Looking at csv_precompile.jl we can see hundreds of functions that end up getting compiled. For example, the line

precompile(Tuple{typeof(CSV.getsource), String, Bool})

instructs julia to compile the function CSV.getsource for the arguments of type String and Bool.

Note that some of the symbols in the list of precompile statements have a bit of a weird syntax containing Symbol(#...), e.g:

precompile(Tuple{typeof(Base.map), getfield(CSV, Symbol("##4#5")), Base.SubString{String}})

These are symbols that were not explicitly named in the source code but that Julia automatically gave an internal name to refer to. These symbols are not necessarily consistent between different Julia versions or even Julia built for different operating systems. It is possible to make the precompile statements more portable by filtering out any symbols starting with # but that naturally leaves some latency on the table since these now have to be compiled during runtime.

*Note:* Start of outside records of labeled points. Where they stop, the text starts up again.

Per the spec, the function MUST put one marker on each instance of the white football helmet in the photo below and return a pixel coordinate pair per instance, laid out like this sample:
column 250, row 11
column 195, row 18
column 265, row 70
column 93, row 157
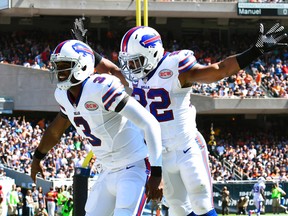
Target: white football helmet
column 141, row 50
column 261, row 180
column 81, row 58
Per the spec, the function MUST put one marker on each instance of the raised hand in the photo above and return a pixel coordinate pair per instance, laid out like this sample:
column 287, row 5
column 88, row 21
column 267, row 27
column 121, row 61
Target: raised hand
column 270, row 40
column 79, row 31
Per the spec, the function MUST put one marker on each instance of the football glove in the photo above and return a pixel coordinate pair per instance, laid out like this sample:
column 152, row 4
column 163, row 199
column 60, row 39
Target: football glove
column 79, row 31
column 270, row 40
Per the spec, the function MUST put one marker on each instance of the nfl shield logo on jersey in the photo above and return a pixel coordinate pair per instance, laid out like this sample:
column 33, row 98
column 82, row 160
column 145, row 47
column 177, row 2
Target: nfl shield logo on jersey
column 165, row 74
column 91, row 106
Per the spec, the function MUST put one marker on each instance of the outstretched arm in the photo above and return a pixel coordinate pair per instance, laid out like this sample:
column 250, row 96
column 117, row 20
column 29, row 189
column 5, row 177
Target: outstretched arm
column 50, row 138
column 265, row 42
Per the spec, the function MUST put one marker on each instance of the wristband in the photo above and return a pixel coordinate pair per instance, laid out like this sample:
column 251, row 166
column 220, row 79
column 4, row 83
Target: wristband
column 156, row 171
column 245, row 58
column 38, row 155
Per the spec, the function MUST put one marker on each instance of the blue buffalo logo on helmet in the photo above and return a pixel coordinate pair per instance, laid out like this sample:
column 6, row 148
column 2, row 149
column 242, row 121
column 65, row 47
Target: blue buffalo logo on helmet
column 150, row 40
column 81, row 48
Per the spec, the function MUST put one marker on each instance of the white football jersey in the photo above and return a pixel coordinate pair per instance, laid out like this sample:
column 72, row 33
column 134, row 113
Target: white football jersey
column 170, row 103
column 115, row 141
column 257, row 188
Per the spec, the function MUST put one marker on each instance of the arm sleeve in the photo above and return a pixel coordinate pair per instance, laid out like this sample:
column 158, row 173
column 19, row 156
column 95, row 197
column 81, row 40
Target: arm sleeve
column 151, row 127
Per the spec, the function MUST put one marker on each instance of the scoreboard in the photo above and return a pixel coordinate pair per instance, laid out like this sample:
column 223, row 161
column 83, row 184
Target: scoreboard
column 262, row 9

The way we make Julia cache the compilation of the functions in the list is simply by executing the statement on each line when the sysimage is created. It , unfortunately, isn't as simple as just adding an include("csv_precompile") to our custom_precompile.jl file. Firstly, all the modules used in the precompilation statements (like DataFrames) are not defined in the Main namespace. Secondly, due to some bugs in the way Julia export precompile statements running a precompile statement can fail. The solution to these issues is to load all modules in the sysimage by looping through Base.loaded_modules and to use a try-catch for each precompile statement. In addition, we evaluate everything in an anonymous module to not pollute the Main module with a bunch of symbols.

The end result is a custom_sysimage.jl file looking like:

Base.init_depot_path()
Base.init_load_path()

using CSV

@eval Module() begin
    for (pkgid, mod) in Base.loaded_modules
        if !(pkgid.name in ("Main", "Core", "Base"))
            eval(@__MODULE__, :(const $(Symbol(mod)) = $mod))
        end
    end
    for statement in readlines("csv_precompile.jl")
        try
            Base.include_string(@__MODULE__, statement)
        catch
            # See julia issue #28808
            @info "failed to compile statement: $statement"
        end
    end
end # module

empty!(LOAD_PATH)
empty!(DEPOT_PATH)

After repeating the process of creating the object file and using a compiler to create the shared library sysimage, we are in a position to time again:

julia> @time using CSV
  0.000408 seconds (665 allocations: 32.656 KiB)

julia> @time CSV.read("FL_insurance_sample.csv");
  0.031504 seconds (441 allocations: 37.383 KiB)

julia> @time CSV.read("FL_insurance_sample.csv");
  0.021355 seconds (423 allocations: 34.695 KiB)

And finally, our first time for parsing the CSV-file is close to the second time.